Why is [0,1] compact in the case of a collection of open neighborhoods?

  • #1

Summary:

This is not an assignment question but has been bugging me for a while. (0,1) is not compact as it has at least one open cover which does not have a finite sub cover. [0,1] is different as every open cover has a finite subcover for this.
For (0,1), the collection of neighborhoods N_e of q from (0,1) is an open cover. However, there exists e>0 such that it will not have a finite sub cover. Let us take e=0.5*min{|p-q|}, where p=/=q and both are from (0,1). I am not sure if the construction of e here is right, please correct me if not. Then every neighborhood will only cover one point from (0,1) which is q itself, hence a finite subcollection cannot cover (0,1) as there are infinitely many points.
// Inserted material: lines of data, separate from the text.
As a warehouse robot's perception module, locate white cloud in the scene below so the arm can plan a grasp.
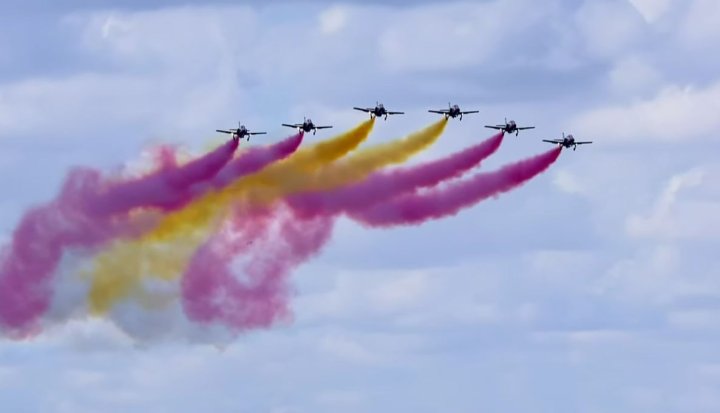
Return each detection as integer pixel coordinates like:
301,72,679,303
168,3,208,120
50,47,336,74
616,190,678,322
377,0,554,72
628,0,672,23
609,56,662,96
317,390,363,407
319,6,348,34
570,82,720,144
679,0,720,49
625,168,720,240
668,310,720,331
569,1,644,58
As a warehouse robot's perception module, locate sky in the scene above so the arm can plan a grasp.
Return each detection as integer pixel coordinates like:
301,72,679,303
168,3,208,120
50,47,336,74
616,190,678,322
0,0,720,413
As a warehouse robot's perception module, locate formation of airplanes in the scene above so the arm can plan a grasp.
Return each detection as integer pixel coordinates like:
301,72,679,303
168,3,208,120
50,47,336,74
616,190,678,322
216,102,592,151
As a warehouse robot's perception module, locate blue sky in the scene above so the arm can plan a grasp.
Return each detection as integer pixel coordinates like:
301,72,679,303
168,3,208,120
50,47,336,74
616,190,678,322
0,0,720,413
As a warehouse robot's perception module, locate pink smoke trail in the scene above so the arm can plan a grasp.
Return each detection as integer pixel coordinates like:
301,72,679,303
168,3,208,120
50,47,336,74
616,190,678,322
286,132,504,217
85,133,303,216
0,134,302,334
182,133,503,330
349,147,562,227
182,207,334,331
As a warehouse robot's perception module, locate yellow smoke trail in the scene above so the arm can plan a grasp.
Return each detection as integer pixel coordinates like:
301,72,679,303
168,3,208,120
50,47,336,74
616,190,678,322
84,119,375,313
84,119,447,313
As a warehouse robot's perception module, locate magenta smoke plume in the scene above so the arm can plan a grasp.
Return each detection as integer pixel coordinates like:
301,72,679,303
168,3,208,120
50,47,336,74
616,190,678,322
287,132,503,217
182,207,333,331
350,147,562,227
0,138,242,333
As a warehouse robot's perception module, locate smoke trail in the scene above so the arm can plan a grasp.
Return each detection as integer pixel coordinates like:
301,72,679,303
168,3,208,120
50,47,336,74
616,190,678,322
87,133,303,215
182,121,458,330
243,119,447,205
85,139,238,217
286,132,504,217
88,119,375,314
0,138,237,334
84,119,447,313
182,203,333,331
349,147,562,227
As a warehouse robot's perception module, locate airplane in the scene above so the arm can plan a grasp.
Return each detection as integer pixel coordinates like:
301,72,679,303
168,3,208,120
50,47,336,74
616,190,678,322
485,118,535,136
282,118,332,135
353,102,405,120
428,102,479,120
215,122,267,140
542,132,592,150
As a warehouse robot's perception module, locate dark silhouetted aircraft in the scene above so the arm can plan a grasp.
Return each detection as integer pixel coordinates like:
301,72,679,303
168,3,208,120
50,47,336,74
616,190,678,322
485,118,535,136
353,102,405,120
215,122,267,140
542,132,592,150
428,102,479,120
282,118,332,135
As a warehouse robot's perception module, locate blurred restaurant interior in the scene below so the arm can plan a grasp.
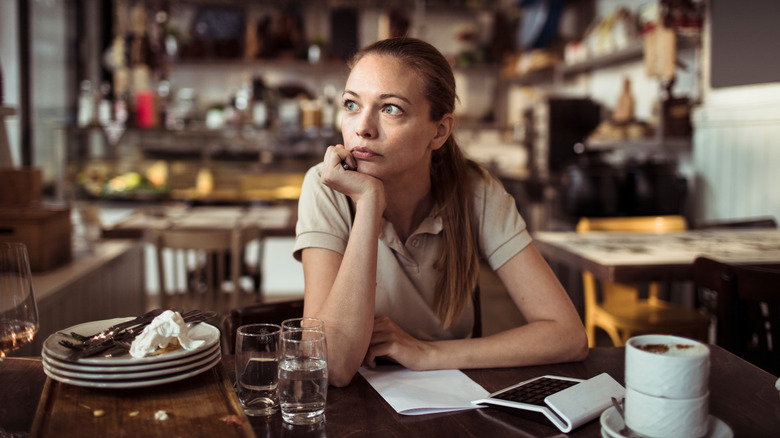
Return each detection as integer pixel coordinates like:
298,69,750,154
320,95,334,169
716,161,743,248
0,0,780,353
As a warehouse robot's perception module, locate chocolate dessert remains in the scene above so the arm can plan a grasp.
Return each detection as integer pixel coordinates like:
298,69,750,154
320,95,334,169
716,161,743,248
639,344,694,354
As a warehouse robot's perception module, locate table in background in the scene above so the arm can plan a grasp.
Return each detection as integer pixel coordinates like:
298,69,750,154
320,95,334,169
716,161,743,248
533,229,780,283
0,346,780,438
103,203,298,238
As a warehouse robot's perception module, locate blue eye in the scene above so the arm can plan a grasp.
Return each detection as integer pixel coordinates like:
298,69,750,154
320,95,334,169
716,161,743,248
344,100,357,111
383,105,403,116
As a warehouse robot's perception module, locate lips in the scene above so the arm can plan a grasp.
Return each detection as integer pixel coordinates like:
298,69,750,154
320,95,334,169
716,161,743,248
351,147,379,160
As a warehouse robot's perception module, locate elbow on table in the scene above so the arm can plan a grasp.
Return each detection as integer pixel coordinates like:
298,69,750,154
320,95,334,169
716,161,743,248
328,367,357,388
568,330,590,362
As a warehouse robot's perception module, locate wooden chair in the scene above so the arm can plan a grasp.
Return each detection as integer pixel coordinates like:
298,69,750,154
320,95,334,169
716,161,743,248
694,216,777,230
222,299,303,354
693,257,780,375
145,227,262,314
577,216,710,347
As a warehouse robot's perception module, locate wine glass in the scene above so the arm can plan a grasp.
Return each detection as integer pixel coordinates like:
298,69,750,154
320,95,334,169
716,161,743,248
0,243,38,362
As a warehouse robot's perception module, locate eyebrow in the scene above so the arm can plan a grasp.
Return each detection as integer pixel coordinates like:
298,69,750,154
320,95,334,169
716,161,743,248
342,90,412,105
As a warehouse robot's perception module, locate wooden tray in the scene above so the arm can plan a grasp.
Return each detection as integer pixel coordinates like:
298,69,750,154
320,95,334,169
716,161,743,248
30,363,255,438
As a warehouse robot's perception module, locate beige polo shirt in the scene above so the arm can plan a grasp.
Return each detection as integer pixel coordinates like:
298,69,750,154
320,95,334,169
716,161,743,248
293,163,531,340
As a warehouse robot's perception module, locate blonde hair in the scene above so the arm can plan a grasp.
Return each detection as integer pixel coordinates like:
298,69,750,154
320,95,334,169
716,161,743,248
349,37,482,328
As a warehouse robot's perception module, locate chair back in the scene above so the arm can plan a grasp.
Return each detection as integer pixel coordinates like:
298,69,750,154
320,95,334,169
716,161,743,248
145,227,261,314
693,257,780,375
222,299,303,354
696,216,777,230
577,215,688,233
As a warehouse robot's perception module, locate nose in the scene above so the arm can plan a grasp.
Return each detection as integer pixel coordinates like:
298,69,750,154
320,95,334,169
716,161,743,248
355,113,377,138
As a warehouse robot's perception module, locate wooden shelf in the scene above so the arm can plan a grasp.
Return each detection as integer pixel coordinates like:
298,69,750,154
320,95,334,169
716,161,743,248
586,137,691,151
559,41,644,76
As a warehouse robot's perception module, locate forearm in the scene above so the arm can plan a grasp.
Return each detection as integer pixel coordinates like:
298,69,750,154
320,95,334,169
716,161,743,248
307,197,381,386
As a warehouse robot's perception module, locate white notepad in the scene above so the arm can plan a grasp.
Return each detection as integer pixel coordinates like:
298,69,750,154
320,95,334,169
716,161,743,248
359,365,489,415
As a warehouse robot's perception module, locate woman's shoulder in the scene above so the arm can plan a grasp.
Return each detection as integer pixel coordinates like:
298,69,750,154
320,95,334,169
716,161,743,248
468,161,507,199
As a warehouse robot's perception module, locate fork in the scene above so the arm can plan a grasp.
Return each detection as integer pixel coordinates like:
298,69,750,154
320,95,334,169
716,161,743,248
59,310,217,361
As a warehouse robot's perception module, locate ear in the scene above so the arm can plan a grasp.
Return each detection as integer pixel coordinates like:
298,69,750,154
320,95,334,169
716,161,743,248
431,113,455,150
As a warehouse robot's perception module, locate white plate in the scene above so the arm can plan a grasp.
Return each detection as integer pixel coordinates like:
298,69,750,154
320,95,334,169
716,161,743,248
601,406,734,438
43,355,221,389
41,344,219,373
43,317,220,366
43,350,220,380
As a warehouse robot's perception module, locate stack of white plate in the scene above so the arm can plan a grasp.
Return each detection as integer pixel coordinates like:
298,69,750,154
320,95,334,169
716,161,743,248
42,318,221,388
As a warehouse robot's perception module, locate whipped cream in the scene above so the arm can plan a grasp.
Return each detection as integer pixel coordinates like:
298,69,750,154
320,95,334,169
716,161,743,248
130,310,206,358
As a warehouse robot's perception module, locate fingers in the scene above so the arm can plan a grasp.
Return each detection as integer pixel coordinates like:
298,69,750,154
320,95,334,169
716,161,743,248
325,144,357,170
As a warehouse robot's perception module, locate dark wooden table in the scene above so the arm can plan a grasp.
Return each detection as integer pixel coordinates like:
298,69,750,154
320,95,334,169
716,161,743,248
0,346,780,438
533,229,780,283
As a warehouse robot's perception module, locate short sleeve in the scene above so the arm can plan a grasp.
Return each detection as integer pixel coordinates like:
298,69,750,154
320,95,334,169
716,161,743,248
473,170,532,270
293,163,352,261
Then, similarly the collection neighborhoods for [0,1] is also an open cover given the neighborhood is taken from a point, say x from [0,1]. my question is then how can there be a finite sub covers for THIS particular open cover which consists of the collections of the neighborhood of x, where x is from [0,1]. By definition there has to be as the set is compact but I fail to see one for this particular open cover which is the collection of the neighborhoods of its points.

Thank you for any suggestion. i am new to this and would be obliged if the math shown is simplified.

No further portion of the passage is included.